On Sat, 10 Nov 2018 at 19:29:03 -0700, Sean Whitton wrote:
> On Thu 08 Nov 2018 at 02:51PM GMT, Ian Jackson wrote:
> >    (ii) output packages with additional features or functionality.
> >    Such additional features MAY imply additional functional runtime
> >    dependencies, which then SHOULD be represented in the output
> >    packages' metadata.  In this case the additional packages
> >    SHOULD NOT be declared in Build-Conflicts.
> 
> Do we really want (ii)?  It seems like a recipe for all sorts of
> confusion.  Do any packages currently work like that?

I don't have any concrete examples, and I'd argue that they are not
best-practice, but they almost certainly exist in the archive.

This will happen whenever an Autoconf package has a feature enabled by an
"automagic" dependency, the maintainer has not enabled the feature for all
Debian users by adding its required package to B-D or explicitly enabling
it with --with-foo or --enable-foo (either deliberately, or because they
didn't notice the feature being added), and the maintainer has also not
explicitly disabled it with --without-foo or --disable-foo.

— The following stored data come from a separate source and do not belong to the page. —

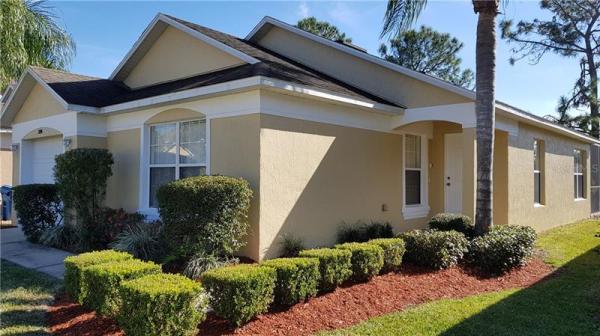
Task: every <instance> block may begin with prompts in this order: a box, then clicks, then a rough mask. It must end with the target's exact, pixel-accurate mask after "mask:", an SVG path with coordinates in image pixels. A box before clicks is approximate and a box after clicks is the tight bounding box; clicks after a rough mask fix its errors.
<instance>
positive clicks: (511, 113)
mask: <svg viewBox="0 0 600 336" xmlns="http://www.w3.org/2000/svg"><path fill="white" fill-rule="evenodd" d="M498 109H500V110H502V111H505V112H506V114H505V115H506V116H507V117H509V118H511V119H516V120H518V121H521V122H524V123H527V124H530V125H534V126H537V127H540V128H544V129H547V130H551V131H553V132H556V133H559V134H563V135H566V136H568V137H570V138H575V139H578V140H580V141H583V142H587V143H594V144H600V140H599V139H596V138H593V137H591V136H588V135H585V134H583V133H580V132H577V131H574V130H571V129H568V128H565V127H562V126H559V125H556V124H555V123H553V122H551V121H543V120H540V119H538V118H535V117H532V116H530V115H529V114H527V113H524V112H523V111H519V110H517V109H515V108H514V107H512V106H510V105H506V104H503V103H498V102H496V112H498Z"/></svg>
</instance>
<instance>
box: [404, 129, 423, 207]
mask: <svg viewBox="0 0 600 336" xmlns="http://www.w3.org/2000/svg"><path fill="white" fill-rule="evenodd" d="M404 139H405V146H404V157H405V160H406V161H405V163H404V189H405V195H404V199H405V201H404V202H405V204H406V205H420V204H421V192H422V190H421V177H422V175H423V171H422V167H421V137H420V136H417V135H410V134H407V135H405V136H404Z"/></svg>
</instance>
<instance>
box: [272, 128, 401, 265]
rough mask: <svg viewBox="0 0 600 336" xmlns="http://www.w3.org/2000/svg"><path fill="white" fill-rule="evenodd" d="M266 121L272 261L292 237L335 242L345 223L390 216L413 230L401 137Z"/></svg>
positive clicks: (380, 134) (309, 239) (370, 131)
mask: <svg viewBox="0 0 600 336" xmlns="http://www.w3.org/2000/svg"><path fill="white" fill-rule="evenodd" d="M262 122H263V125H262V126H263V128H262V130H261V132H262V136H261V226H262V227H263V229H264V230H261V231H263V232H261V248H262V249H263V250H262V252H263V253H264V254H265V255H264V256H265V258H273V257H277V256H278V255H279V252H280V246H279V242H280V239H281V238H280V237H283V236H285V235H291V236H294V237H298V238H301V239H302V240H303V242H304V244H305V246H306V247H308V248H310V247H318V246H331V245H333V244H334V243H335V240H336V235H337V231H338V228H339V226H340V225H341V224H342V223H343V222H347V223H354V222H356V221H358V220H363V221H367V222H368V221H371V220H373V221H384V222H390V223H391V224H392V225H393V226H394V228H395V230H396V231H399V230H400V229H407V228H405V227H403V224H402V223H403V219H402V187H401V182H402V161H401V160H402V151H401V149H402V140H401V137H400V136H399V135H397V134H387V133H380V132H374V131H368V130H360V129H349V128H344V127H339V126H332V125H327V124H318V123H312V122H306V121H298V120H293V119H284V118H279V117H269V118H266V119H264V121H262ZM281 172H285V174H282V173H281ZM383 204H385V205H386V207H387V209H386V211H382V205H383ZM265 207H266V208H265ZM268 228H272V229H271V230H269V229H268Z"/></svg>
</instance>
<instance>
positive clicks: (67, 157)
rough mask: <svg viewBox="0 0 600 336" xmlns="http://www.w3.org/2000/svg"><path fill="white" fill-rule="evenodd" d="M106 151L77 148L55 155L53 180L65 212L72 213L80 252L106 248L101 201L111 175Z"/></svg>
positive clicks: (85, 148) (112, 162)
mask: <svg viewBox="0 0 600 336" xmlns="http://www.w3.org/2000/svg"><path fill="white" fill-rule="evenodd" d="M112 164H113V157H112V154H110V152H109V151H107V150H106V149H97V148H77V149H73V150H69V151H67V152H65V153H63V154H60V155H57V156H56V165H55V166H54V178H55V180H56V186H57V187H58V193H59V195H60V198H61V200H62V201H63V203H64V206H65V209H66V211H67V213H69V214H70V213H74V214H75V215H76V217H75V219H76V222H77V226H78V229H79V230H80V232H81V244H82V249H83V250H92V249H102V248H106V245H107V243H108V242H107V241H106V240H105V232H104V230H105V227H104V224H105V223H102V222H101V220H102V219H103V218H102V202H103V201H104V197H105V195H106V183H107V180H108V178H109V177H110V176H112V169H111V166H112Z"/></svg>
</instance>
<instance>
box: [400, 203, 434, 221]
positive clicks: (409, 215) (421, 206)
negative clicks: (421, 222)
mask: <svg viewBox="0 0 600 336" xmlns="http://www.w3.org/2000/svg"><path fill="white" fill-rule="evenodd" d="M430 210H431V208H429V205H414V206H411V205H407V206H405V207H404V208H403V209H402V216H403V217H404V219H415V218H423V217H427V215H429V211H430Z"/></svg>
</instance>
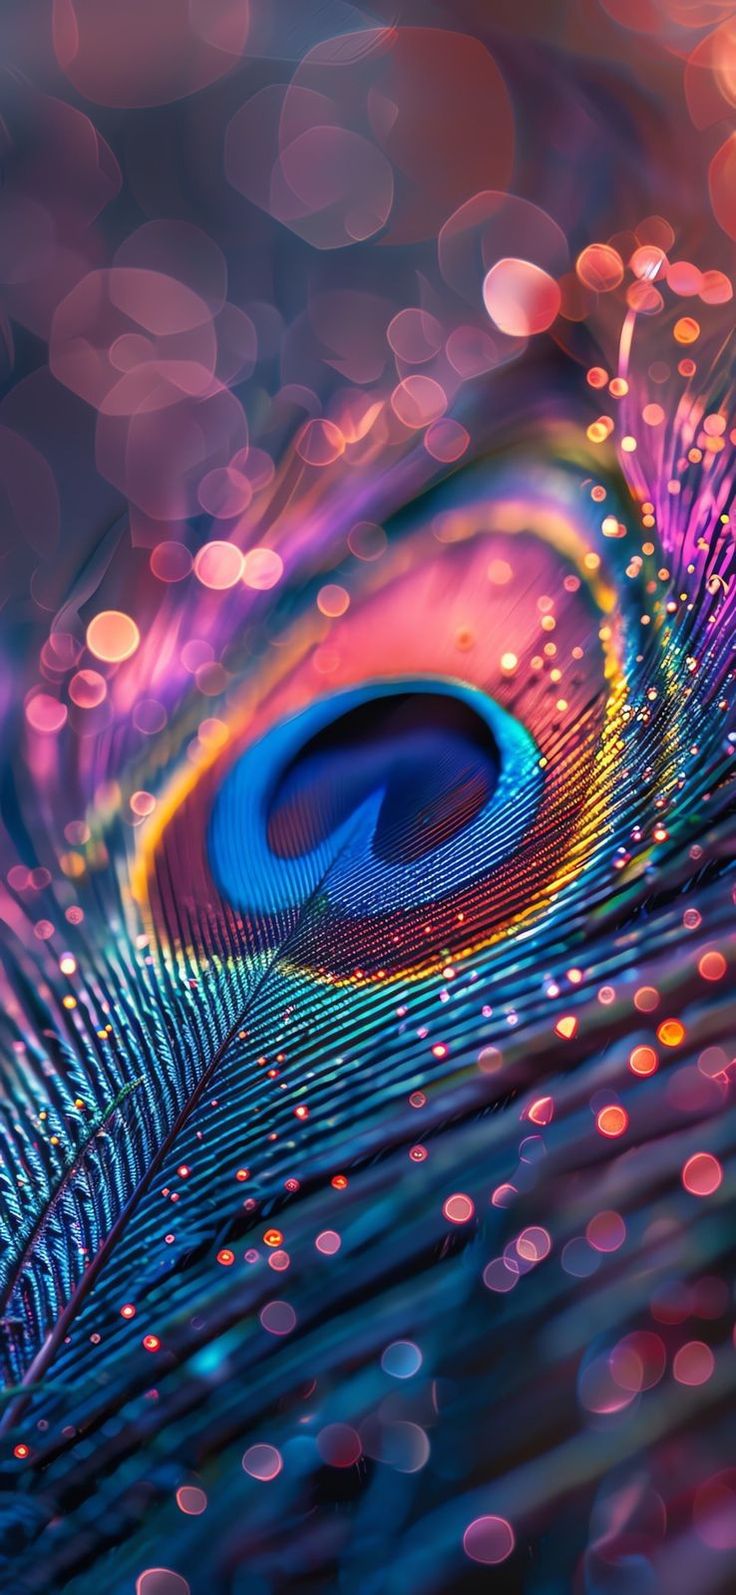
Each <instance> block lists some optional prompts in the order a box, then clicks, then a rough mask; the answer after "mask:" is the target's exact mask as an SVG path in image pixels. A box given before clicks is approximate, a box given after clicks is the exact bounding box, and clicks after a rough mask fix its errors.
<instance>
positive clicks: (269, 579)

For instance, dbus has optional support for using AppArmor policy to
decide which messages to deliver. If its maintainer hadn't noticed that
feature being added, then it wouldn't have B-D: libapparmor-dev or
./configure --enable-apparmor, but it also wouldn't have
./configure --disable-apparmor, resulting in the upstream default
behaviour (AppArmor-related features enabled if and only if
libapparmor-dev is installed).

I think the best practice is for maintainers to notice new features being
added, make a deliberate decision on what to enable (in an architecture-
or kernel-specific way if appropriate), and use the equivalent of
--disable-apparmor for any feature we don't (yet?) want to enable.